Discover how surrender played a vital role in shaping the American Civil War
Join us on Friday, October 9 at 10:30 AM on Facebook Live for a virtual program hosted by the National Museum of Civil War Medicine. You can tune in live by visiting facebook.com/civilwarmed/live at the scheduled time.
Education Coordinator John Lustrea will talk with historian David Silkenat about his book, Raising the White Flag: How Surrender Defined the American Civil War. No previous book has so thoroughly focused on the conflicting social, political, and cultural meanings of surrender in any United States war.
The American Civil War began with a laying down of arms by Union troops at Fort Sumter, and it ended with a series of surrenders, most famously at Appomattox Courthouse. But in the intervening four years, both Union and Confederate forces surrendered en masse on scores of other occasions. Indeed, roughly one out of every four soldiers surrendered at some point during the conflict.
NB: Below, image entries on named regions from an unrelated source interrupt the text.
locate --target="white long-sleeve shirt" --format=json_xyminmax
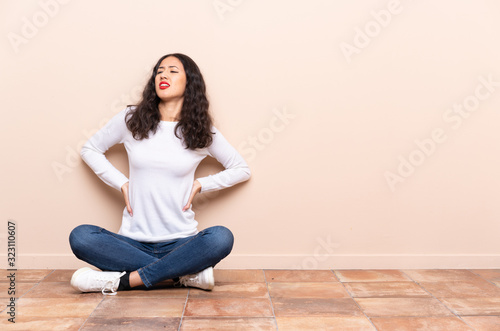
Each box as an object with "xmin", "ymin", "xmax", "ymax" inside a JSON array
[{"xmin": 81, "ymin": 107, "xmax": 254, "ymax": 242}]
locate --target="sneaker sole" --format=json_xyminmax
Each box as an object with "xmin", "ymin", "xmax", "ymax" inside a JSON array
[
  {"xmin": 206, "ymin": 267, "xmax": 215, "ymax": 291},
  {"xmin": 71, "ymin": 267, "xmax": 92, "ymax": 291}
]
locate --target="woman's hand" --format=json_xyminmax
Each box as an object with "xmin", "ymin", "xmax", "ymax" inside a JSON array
[
  {"xmin": 182, "ymin": 180, "xmax": 201, "ymax": 211},
  {"xmin": 122, "ymin": 182, "xmax": 134, "ymax": 216}
]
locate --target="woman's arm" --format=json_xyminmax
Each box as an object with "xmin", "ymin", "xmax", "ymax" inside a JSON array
[
  {"xmin": 197, "ymin": 126, "xmax": 250, "ymax": 193},
  {"xmin": 80, "ymin": 108, "xmax": 128, "ymax": 191}
]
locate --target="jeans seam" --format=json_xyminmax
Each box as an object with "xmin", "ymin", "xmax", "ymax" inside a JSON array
[
  {"xmin": 137, "ymin": 232, "xmax": 201, "ymax": 287},
  {"xmin": 99, "ymin": 228, "xmax": 152, "ymax": 253}
]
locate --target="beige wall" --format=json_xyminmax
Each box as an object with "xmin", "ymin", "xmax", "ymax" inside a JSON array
[{"xmin": 0, "ymin": 0, "xmax": 500, "ymax": 269}]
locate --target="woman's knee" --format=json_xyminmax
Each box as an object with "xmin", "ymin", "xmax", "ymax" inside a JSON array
[
  {"xmin": 205, "ymin": 225, "xmax": 234, "ymax": 256},
  {"xmin": 69, "ymin": 224, "xmax": 100, "ymax": 251}
]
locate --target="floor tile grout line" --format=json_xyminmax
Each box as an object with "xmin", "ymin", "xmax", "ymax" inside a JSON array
[
  {"xmin": 78, "ymin": 295, "xmax": 106, "ymax": 331},
  {"xmin": 0, "ymin": 269, "xmax": 57, "ymax": 314},
  {"xmin": 177, "ymin": 288, "xmax": 191, "ymax": 331},
  {"xmin": 399, "ymin": 269, "xmax": 476, "ymax": 330},
  {"xmin": 330, "ymin": 269, "xmax": 378, "ymax": 330},
  {"xmin": 262, "ymin": 269, "xmax": 279, "ymax": 331}
]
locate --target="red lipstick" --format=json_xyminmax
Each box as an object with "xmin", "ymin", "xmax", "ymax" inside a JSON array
[{"xmin": 158, "ymin": 82, "xmax": 170, "ymax": 90}]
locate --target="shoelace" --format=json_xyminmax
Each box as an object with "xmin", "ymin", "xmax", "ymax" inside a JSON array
[
  {"xmin": 101, "ymin": 271, "xmax": 127, "ymax": 295},
  {"xmin": 179, "ymin": 274, "xmax": 198, "ymax": 286}
]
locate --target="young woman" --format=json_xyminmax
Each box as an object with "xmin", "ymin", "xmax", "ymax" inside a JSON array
[{"xmin": 69, "ymin": 53, "xmax": 250, "ymax": 295}]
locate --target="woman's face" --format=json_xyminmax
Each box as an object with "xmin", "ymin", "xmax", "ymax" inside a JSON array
[{"xmin": 155, "ymin": 56, "xmax": 186, "ymax": 101}]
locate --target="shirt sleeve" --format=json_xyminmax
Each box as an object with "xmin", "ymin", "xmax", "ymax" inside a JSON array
[
  {"xmin": 197, "ymin": 126, "xmax": 250, "ymax": 193},
  {"xmin": 80, "ymin": 108, "xmax": 129, "ymax": 191}
]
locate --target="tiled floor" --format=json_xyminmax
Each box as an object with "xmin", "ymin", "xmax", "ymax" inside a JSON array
[{"xmin": 0, "ymin": 269, "xmax": 500, "ymax": 331}]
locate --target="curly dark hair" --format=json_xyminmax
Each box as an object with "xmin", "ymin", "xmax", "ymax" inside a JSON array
[{"xmin": 125, "ymin": 53, "xmax": 213, "ymax": 150}]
In no other American war did surrender happen so frequently.
By looking at the conflict from the perspective of men who surrendered, Silkenat creates new avenues to understand prisoners of war, fighting by Confederate guerillas, the role of southern Unionists, and the experiences of African American soldiers. The experience of surrender also sheds valuable light on the culture of honor, the experience of combat, and the laws of war.
David Silkenat is a senior lecturer at the University of Edinburgh. He is the author of three books: Raising the White Flag (2019), Driven from Home (2015), and Moments of Despair (2011). He is a two-time winner of the North Caroliniana Society Book Prize and serves as the Chair of the Scottish Association for the Study of America and on the Editorial Board for the Journal of the Civil War Era.